Los periodistas cuyos nombres adelantó el presidente de ese increíble tribunal son los de Daniel Santoro, Jorge Lanata y Luis Majul. Voceros cercanos a ese engendro jurídico señalaron que se agregarán más nombres de jueces, fiscales y periodistas.

No se explicó nunca por qué la sede está en Madrid cuando se juzgarán los casos de Cristina Kirchner, Lula da Silva, Dilma Rousseff y Rafael Correa, entre otros latinoamericanos, estos, desde ya, como víctimas. Los periodistas y jueces que serán juzgados en su condición de culpables son también, hasta donde se sabe, de América Latina. Es probable que estén evitando cometer un delito en la Argentina, por ejemplo, donde la Constitución no prevé tribunales especiales para juzgar la ética de nadie. El principal delito por el que se juzgará a jueces, fiscales y periodistas es el de haber practicado el lawfare, una especie de guerra judicial que supuestamente descerrajan sectores del Poder Judicial en complicidad con medios periodísticos para condenar por hechos de corrupción a dirigentes políticos progresistas. Es decir, a Cristina, a Lula y a Correa.

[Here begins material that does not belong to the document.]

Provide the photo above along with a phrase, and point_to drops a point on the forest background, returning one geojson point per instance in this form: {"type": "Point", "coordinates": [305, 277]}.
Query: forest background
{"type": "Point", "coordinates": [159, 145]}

Nunca se explicó tampoco por qué en esa lista no están los expresidentes de Perú, casi todos presos; hay uno, Alan García, que se suicidó en abril pasado, minutos antes de ser encarcelado. Los expresidentes peruanos y Correa están siendo juzgados por el mismo delito: haber cobrado sobornos de la constructora brasileña Odebrecht para que esta empresa recibiera multimillonarios contratos de obras públicas. Los peruanos, de centroderecha, son culpables; Correa, de centroizquierda, es inocente. Este es el mejor ejemplo de que el lawfare es solo un pretexto ideológico. Incluso, cuando el papa Francisco se refirió al lawfare lo hizo aludiendo exclusivamente al caso de Lula, que fue apartado de la carrera presidencial (era quien tenía la mayor intención de votos) y puesto preso por un juez que terminó siendo ministro de Justicia del candidato que ganó, Bolsonaro, un acérrimo opositor de Lula. Una paradoja: en la Argentina, Bonadio es el único juez realmente amigo del papa Francisco desde hace 30 años.

En la Argentina existe el Estado de Derecho, aun cuando los jueces se equivocan. Una de las decisiones judiciales más cuestionadas, no sin razón, es la de la prisión preventiva, porque puede ser en los hechos una condena anticipada. Los jueces son los únicos argentinos con facultad para privar de la libertad a las personas. Ni el Poder Ejecutivo ni el Legislativo pueden, felizmente, negarle la libertad a nadie. Esa responsabilidad enorme que recae en los jueces debe ser administrada en dosis debidamente explicadas. De todos modos, existe en el fuero penal la segunda instancia, la Cámara Federal Penal, y también la tercera instancia, la Cámara de Casación. Siempre quedará, además, el recurso extraordinario ante la Corte Suprema de Justicia si se argumentara que en el proceso fueron violadas las garantías constitucionales. Y, en el caso de que se comprobara que se vulneraron los derechos humanos, queda el recurso ante la Corte Interamericana de Derechos Humanos, que tiene jerarquía constitucional y su jurisdicción está por encima de la Corte Suprema. Enrique Petracchi, un exjuez de la Corte Suprema que murió hace poco, decía que la Corte Suprema es un tribunal constitucional porque la última instancia en materia de derechos humanos es la Corte Interamericana.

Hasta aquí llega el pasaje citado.